If one rotates a line L around another line M skew but not perpendicular to it, the surface of revolution swept out by L is a hyperboloid of one sheet. For instance, the three hyperboloids visible in the illustration can be formed in this way by rotating a line L around the central white vertical line M. The copies of L within this surface form a regulus; the hyperboloid also contains a second family of lines that are also skew to M at the same distance as L from it but with the opposite angle that form the opposite regulus. The two reguli display the hyperboloid as a ruled surface.

An affine transformation of this ruled surface produces a surface which in general has an elliptical cross-section rather than the circular cross-section produced by rotating L around L'; such surfaces are also called hyperboloids of one sheet, and again are ruled by two families of mutually skew lines. A third type of ruled surface is the hyperbolic paraboloid.

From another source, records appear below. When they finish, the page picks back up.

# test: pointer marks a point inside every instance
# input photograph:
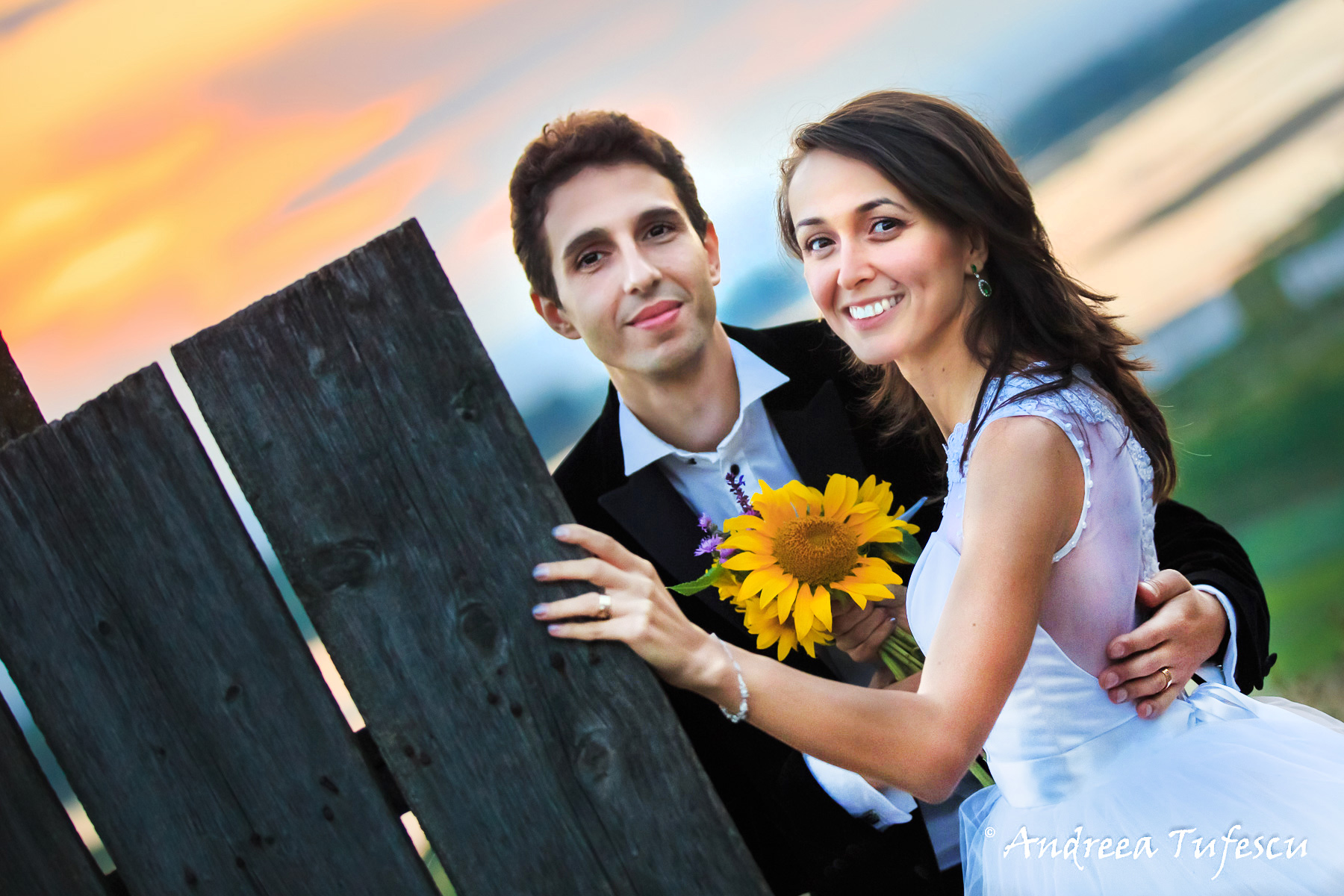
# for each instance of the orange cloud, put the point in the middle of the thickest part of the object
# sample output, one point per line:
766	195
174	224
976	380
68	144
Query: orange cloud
136	206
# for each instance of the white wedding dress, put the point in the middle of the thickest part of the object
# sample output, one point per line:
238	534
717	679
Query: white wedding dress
1221	794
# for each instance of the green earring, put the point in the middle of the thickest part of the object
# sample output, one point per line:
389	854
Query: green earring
986	289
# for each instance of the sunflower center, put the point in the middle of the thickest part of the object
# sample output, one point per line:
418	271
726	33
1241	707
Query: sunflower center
816	551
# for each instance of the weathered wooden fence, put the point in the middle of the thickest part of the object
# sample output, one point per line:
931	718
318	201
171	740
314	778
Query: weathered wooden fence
406	504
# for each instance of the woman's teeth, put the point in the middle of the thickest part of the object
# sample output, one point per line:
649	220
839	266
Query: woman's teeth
859	312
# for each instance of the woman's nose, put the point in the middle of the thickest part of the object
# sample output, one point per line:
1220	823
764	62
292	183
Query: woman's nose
855	267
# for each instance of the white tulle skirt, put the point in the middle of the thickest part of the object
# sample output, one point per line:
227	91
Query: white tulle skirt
1223	794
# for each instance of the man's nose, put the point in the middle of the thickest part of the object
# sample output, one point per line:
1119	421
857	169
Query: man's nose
640	273
855	267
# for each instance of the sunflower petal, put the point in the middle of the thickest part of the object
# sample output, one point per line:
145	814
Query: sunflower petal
757	579
821	606
747	561
789	594
772	588
789	602
752	541
803	615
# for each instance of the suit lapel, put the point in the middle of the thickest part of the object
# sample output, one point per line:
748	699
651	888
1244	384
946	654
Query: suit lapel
665	527
816	435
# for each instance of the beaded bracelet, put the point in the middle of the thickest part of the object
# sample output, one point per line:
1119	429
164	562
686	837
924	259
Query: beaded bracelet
742	687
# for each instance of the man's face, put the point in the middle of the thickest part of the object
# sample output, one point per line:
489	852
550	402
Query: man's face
635	281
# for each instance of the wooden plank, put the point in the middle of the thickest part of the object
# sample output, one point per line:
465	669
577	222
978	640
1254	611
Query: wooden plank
156	656
40	852
414	507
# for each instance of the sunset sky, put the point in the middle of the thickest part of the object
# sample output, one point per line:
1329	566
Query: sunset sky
169	163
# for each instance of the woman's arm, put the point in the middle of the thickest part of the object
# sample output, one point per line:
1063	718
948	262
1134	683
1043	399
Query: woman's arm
1024	494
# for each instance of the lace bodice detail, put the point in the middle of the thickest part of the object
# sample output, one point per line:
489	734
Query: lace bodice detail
1057	703
1082	403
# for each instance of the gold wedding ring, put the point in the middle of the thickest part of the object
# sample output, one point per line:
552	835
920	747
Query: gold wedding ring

Like the hyperboloid of one sheet, the hyperbolic paraboloid has two families of skew lines; in each of the two families the lines are parallel to a common plane although not to each other. Any three skew lines in R^{3} lie on exactly one ruled surface of one of these types.

===Gallucci's theorem===
If three skew lines all meet three other skew lines, any transversal of the first set of three meets any transversal of the second set.

== Skew flats in higher dimensions ==
In higher-dimensional space, a flat of dimension k is referred to as a k-flat. Thus, a line may also be called a 1-flat.

Generalizing the concept of skew lines to d-dimensional space, an i-flat and a j-flat may be skew if
i + j < d. As with lines in 3-space, skew flats are those that are neither parallel nor intersect.

In affine d-space, two flats of any dimension may be parallel.
However, in projective space, parallelism does not exist; two flats must either intersect or be skew.
Let I be the set of points on an i-flat, and let J be the set of points on a j-flat.
In projective d-space, if i + j ≥ d then the intersection of I and J must contain a (i+j−d)-flat. (A 0-flat is a point.)

In either geometry, if I and J intersect at a k-flat, for k ≥ 0, then the points of I ∪ J determine a (i+j−k)-flat.